The health plans have strived to attract more enrollees — and healthier ones — by offering such ancillary services as health club memberships and vision and dental care, some of which can be obtained only by enrolling in “Medigap” plans that cover services unavailable through traditional Medicare. Medicare Advantage enrollment has been growing sharply in recent years, reaching 22 million, or 34% of all Medicare enrollment, in 2019.
It should be clear that health plans have two main ways to maximize their Medicare Advantage profits — by cutting costs, or increasing risk-adjustment payments.
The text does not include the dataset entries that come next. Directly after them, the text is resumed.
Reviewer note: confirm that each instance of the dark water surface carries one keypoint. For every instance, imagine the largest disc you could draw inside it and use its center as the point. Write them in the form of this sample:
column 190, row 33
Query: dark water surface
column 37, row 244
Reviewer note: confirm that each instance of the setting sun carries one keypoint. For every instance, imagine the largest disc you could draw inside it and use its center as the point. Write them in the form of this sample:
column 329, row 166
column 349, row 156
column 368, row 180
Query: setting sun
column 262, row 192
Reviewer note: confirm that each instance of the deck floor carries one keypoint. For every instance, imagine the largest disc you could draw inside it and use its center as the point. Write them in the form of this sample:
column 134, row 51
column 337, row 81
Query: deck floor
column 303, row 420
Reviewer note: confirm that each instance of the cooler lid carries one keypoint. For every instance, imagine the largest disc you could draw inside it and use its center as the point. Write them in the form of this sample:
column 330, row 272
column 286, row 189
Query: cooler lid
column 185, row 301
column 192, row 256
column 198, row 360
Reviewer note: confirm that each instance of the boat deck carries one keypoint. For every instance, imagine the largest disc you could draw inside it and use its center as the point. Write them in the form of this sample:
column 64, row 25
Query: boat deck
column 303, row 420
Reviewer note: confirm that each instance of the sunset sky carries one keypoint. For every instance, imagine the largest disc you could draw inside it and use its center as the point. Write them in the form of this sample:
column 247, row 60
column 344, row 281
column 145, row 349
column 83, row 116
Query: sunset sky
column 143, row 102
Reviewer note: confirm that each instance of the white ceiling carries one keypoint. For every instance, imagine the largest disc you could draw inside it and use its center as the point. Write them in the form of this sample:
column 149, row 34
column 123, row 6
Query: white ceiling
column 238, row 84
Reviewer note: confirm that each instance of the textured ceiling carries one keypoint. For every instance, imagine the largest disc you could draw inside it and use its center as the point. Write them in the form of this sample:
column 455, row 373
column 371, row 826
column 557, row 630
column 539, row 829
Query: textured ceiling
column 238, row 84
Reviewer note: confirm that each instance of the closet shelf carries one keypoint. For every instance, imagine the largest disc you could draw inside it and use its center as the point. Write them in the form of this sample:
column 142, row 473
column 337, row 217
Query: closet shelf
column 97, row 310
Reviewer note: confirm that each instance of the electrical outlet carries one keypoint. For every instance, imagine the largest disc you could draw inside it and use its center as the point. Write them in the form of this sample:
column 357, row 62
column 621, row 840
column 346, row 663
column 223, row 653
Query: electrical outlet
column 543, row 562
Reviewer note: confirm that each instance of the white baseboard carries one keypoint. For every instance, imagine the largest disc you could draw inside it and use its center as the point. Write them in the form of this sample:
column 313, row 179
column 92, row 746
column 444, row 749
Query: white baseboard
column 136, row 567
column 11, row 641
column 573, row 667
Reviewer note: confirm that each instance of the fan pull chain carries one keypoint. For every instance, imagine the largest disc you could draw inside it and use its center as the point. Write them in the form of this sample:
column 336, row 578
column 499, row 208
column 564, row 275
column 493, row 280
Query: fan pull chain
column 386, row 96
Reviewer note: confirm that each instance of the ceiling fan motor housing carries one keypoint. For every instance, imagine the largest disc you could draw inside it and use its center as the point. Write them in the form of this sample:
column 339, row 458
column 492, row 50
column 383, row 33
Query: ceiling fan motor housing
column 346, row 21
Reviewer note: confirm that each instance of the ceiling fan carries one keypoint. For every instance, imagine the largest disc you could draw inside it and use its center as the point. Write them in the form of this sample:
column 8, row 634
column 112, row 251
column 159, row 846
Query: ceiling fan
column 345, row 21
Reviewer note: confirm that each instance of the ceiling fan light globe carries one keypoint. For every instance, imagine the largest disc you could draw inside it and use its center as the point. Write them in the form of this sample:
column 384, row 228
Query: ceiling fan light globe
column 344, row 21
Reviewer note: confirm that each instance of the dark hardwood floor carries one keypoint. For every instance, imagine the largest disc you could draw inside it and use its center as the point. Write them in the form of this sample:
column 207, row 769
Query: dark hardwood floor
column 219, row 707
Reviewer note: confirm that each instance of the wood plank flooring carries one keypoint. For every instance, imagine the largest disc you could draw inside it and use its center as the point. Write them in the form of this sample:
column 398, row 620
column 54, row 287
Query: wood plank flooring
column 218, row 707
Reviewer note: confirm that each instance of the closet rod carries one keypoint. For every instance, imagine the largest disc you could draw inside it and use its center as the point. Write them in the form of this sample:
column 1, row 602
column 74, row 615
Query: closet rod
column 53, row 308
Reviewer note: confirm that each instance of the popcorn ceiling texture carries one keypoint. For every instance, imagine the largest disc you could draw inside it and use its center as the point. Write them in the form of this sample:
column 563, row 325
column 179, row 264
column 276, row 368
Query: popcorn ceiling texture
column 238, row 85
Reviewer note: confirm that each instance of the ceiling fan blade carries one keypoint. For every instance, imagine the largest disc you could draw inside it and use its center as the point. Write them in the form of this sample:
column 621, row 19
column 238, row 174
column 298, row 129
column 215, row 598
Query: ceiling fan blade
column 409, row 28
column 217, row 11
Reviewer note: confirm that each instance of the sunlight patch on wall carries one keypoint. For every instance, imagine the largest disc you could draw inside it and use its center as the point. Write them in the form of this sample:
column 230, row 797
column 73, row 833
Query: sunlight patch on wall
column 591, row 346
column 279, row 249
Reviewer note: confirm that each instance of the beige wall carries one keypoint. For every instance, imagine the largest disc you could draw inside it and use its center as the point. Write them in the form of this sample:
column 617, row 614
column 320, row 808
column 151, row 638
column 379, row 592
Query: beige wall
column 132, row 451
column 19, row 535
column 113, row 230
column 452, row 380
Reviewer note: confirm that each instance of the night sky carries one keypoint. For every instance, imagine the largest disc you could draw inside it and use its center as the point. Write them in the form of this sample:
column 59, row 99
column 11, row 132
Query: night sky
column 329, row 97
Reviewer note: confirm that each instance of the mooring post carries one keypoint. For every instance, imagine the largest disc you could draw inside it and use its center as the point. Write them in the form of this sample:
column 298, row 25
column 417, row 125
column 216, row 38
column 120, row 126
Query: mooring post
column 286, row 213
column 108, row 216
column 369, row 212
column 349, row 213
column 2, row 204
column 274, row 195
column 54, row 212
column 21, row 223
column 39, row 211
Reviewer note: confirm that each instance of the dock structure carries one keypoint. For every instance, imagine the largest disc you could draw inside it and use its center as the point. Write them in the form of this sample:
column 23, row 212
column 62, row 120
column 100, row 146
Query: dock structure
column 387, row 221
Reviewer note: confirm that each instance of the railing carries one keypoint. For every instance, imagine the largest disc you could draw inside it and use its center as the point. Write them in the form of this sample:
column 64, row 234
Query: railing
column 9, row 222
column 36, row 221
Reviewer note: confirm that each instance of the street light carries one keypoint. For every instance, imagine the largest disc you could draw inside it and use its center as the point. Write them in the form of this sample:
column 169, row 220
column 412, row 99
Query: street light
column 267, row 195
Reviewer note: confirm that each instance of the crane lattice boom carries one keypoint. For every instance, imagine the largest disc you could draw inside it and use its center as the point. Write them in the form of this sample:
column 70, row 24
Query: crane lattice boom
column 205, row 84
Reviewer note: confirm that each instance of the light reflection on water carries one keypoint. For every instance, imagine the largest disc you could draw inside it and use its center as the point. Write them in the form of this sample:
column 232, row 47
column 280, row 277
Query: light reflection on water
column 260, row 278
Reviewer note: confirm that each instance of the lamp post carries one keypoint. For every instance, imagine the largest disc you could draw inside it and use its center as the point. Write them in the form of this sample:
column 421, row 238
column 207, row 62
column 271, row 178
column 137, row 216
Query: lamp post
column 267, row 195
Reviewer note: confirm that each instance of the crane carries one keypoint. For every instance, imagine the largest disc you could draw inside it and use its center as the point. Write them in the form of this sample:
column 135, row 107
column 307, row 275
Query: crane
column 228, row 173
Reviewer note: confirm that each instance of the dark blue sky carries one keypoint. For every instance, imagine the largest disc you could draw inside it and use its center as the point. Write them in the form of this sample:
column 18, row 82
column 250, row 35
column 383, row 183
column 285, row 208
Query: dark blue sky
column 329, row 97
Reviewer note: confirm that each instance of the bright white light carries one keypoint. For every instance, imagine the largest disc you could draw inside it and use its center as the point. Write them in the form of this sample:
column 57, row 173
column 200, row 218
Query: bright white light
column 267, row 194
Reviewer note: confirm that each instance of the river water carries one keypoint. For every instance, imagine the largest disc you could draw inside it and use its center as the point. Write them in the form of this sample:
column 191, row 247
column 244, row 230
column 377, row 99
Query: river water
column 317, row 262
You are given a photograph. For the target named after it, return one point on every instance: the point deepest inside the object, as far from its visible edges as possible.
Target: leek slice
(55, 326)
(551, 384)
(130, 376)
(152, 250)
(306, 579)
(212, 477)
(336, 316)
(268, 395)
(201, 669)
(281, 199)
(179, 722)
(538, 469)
To regulate the latter, Medicare imposes limitations on risk-adjustment claims: They can’t result merely from radiology or laboratory tests but must reflect face-to-face encounters between doctor and patient that result in treatment, and those encounters must be thoroughly documented.
An analysis of the numerous false claims lawsuits currently filed against major healthcare providers suggests that the industry has been extremely creative at circumventing these rules.
In a review of the risk-adjustment landscape for an industry conference in 2012, Inman reported that the dodges ranged from simply making up diagnoses and treatments, to exaggerating the severity of a patient’s condition, to claiming that a patient was being currently treated for a condition such as stroke or cancer that had actually been treated in the past.
“You could have a patient with minor depression who’s suddenly upcoded to major depression,” Inman told me. “We were seeing cases of malnutrition that you weren’t expecting to see anywhere outside sub-Saharan Africa.”
That brings us back to the allegations against Kaiser, which have been disclosed as a result of the government’s intervention.
In a case filed in 2013, data quality employee Ronda Osinek says that around 2007, Kaiser started “diagnosis chasing” — poring over patient data for conditions such as diabetes, kidney disease and depression that would warrant claiming higher-risk reimbursements.
Some of these inquiries required physicians to amend their patient files, sometimes months after the patient visits, she says.
Taken at face value, the allegations against Medicare Advantage organizations imply a stupendous misdirection of government resources into the wrong hands. The GAO estimated in 2014 that almost 10% of the payments to Medicare Advantage organizations were improper. Given that Medicare Advantage providers were paid about $290 billion last year, that means some $30 billion a year may be going astray.
That’s money that could be used for a host of goals other than fattening the budgets of healthcare companies: funding universal coverage, reinvigorating the nation’s tattered public health infrastructure, you name it. The profit motive has long been a huge drag on the American healthcare system, but it’s much worse when the profits are dishonestly obtained.